ナチスのように、自国益だけを追求して他民族に損害を与えたり、フェアな選挙も行えない国を除けば、国民に支持される首相は良い首相である。

もちろん、その業績は 「 完璧 」 ではないが、他の政治家よりも、ましてや、彼の悪口を並べ立てる野次馬よりも、首相に相応しい人物だった。


小泉首相に批判的な人物の中には、「 個人的な利害に悪影響がある 」 という人が多く、たとえば政権を奪取したい野党グループなどが代表的だ。

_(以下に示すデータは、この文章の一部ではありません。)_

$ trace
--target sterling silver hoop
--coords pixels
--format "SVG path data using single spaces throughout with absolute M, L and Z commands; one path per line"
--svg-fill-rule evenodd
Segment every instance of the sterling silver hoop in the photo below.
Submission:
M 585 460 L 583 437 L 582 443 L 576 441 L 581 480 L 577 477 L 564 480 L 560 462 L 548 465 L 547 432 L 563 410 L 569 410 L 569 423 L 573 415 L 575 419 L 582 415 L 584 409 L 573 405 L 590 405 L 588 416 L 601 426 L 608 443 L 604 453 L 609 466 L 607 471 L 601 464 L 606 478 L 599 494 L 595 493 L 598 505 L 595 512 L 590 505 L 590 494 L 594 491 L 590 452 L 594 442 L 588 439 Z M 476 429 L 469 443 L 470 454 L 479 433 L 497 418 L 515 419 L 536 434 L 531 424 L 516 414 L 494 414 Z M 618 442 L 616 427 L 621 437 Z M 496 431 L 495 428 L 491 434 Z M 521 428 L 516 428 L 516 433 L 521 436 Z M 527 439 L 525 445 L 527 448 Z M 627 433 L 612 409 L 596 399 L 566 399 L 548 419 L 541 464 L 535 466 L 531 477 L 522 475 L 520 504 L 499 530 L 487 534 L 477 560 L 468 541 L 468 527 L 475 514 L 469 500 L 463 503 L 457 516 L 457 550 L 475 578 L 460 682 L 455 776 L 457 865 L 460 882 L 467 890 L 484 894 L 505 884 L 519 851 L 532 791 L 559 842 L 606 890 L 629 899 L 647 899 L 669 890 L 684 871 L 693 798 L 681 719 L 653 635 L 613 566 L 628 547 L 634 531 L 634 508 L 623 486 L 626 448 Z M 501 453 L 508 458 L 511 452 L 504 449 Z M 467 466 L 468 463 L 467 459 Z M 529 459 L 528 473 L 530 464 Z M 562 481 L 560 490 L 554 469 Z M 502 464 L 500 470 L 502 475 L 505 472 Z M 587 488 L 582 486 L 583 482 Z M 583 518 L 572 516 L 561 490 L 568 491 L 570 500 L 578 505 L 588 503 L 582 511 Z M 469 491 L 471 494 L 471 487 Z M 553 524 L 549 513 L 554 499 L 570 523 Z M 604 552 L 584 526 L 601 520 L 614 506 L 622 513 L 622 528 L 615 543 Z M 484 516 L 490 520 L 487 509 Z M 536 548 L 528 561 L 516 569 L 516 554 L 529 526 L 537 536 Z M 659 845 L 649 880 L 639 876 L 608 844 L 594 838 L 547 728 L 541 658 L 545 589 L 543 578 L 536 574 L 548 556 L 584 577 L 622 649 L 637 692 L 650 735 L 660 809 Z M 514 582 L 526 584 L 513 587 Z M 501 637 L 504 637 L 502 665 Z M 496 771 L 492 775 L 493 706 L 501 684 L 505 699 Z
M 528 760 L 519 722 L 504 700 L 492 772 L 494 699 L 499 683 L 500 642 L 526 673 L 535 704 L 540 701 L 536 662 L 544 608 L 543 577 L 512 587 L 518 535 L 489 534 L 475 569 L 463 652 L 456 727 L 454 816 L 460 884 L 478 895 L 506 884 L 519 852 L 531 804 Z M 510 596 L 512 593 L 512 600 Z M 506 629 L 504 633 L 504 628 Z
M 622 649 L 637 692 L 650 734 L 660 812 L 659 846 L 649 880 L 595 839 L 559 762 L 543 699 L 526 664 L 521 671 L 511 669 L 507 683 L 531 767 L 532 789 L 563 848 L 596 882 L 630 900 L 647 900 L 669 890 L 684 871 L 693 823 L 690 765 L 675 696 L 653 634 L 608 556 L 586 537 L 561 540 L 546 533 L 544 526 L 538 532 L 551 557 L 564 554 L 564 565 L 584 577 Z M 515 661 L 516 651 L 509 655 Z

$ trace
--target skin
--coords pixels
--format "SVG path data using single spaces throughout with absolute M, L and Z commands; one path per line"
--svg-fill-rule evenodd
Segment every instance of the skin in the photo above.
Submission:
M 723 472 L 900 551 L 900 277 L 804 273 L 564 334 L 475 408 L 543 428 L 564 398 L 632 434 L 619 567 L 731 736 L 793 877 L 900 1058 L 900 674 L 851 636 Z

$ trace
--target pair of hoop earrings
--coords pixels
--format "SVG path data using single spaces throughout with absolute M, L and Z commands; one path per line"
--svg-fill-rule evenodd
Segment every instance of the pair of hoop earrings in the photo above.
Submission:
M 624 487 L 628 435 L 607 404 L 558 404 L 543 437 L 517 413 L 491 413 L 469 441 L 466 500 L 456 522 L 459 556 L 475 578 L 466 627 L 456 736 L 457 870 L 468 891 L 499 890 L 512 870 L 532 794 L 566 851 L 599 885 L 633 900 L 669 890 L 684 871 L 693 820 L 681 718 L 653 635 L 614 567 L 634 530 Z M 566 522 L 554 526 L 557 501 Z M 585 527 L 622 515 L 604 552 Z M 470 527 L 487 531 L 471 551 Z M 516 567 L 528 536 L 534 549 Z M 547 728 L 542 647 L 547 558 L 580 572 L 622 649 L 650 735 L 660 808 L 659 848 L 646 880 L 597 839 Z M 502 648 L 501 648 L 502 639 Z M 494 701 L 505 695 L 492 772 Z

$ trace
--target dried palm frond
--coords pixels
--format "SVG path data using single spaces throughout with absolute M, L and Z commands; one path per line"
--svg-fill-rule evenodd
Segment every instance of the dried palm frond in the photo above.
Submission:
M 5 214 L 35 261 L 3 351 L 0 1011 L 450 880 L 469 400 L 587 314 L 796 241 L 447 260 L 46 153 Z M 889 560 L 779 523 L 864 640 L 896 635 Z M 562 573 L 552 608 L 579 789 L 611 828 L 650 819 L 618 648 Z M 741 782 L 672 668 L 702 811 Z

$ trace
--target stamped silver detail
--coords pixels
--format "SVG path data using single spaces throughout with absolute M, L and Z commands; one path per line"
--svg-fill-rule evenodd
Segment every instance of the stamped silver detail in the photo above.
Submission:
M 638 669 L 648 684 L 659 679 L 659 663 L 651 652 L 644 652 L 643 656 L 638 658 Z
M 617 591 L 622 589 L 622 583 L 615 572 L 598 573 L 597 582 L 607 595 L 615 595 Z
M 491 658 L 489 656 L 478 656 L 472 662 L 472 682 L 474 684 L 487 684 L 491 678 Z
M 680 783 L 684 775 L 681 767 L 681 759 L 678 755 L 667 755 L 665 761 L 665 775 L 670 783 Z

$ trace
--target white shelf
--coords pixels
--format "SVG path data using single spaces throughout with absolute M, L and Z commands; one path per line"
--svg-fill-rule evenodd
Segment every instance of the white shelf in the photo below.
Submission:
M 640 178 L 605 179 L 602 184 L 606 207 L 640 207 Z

そんな利害は存在せず、「 ただ嫌っているだけ 」 という人たちをみると、彼の政治家としての資質や業績ではなく、「 人気 」 に嫌悪が集中している。

ねたみ屋は、とにかく 「 人気者 」 が嫌いで、ケチをつけたがるのだ。

北朝鮮による拉致問題は、たしかに進捗が停滞ぎみで、手ぬるい制裁政策や、政府、外務省の曖昧な対応には不満もある。

しかしながら、拉致問題解決のために、在職中に平壌まで出向いた首相は初めてであり、その成果として、一部の拉致被害者の奪還にも成功した。


その功績は、小泉批判派も認識しているのだが、とにかく人気が疎ましいので、「 拉致被害者に対して冷淡だ 」 などと、矛盾した論点を突く。

冷静に欠点を指摘すれば問題ないが、人気に対する 「 ねたみ 」 のあまり感情的になって暴論を吐くので、つい、ちぐはぐな主張に陥るのだ。

昔から日本人には、他人を羨ましがったり、ねたんだりすることを蔑視する傾向があるので、こういう人物には好ましくない印象を持ちやすい。

一部の 「 同類 」 は彼らに賛同するが、良識ある大多数は、その醜悪さに 「 ひいている 」 わけで、はた目には実に、みっともない姿だ。

我々が子供の頃にも、「 巨人、大鵬、卵焼き 」 といって、人気者に対する 「 ねたみ 」 を露骨に表す一派もあったが、それよりも陰湿である。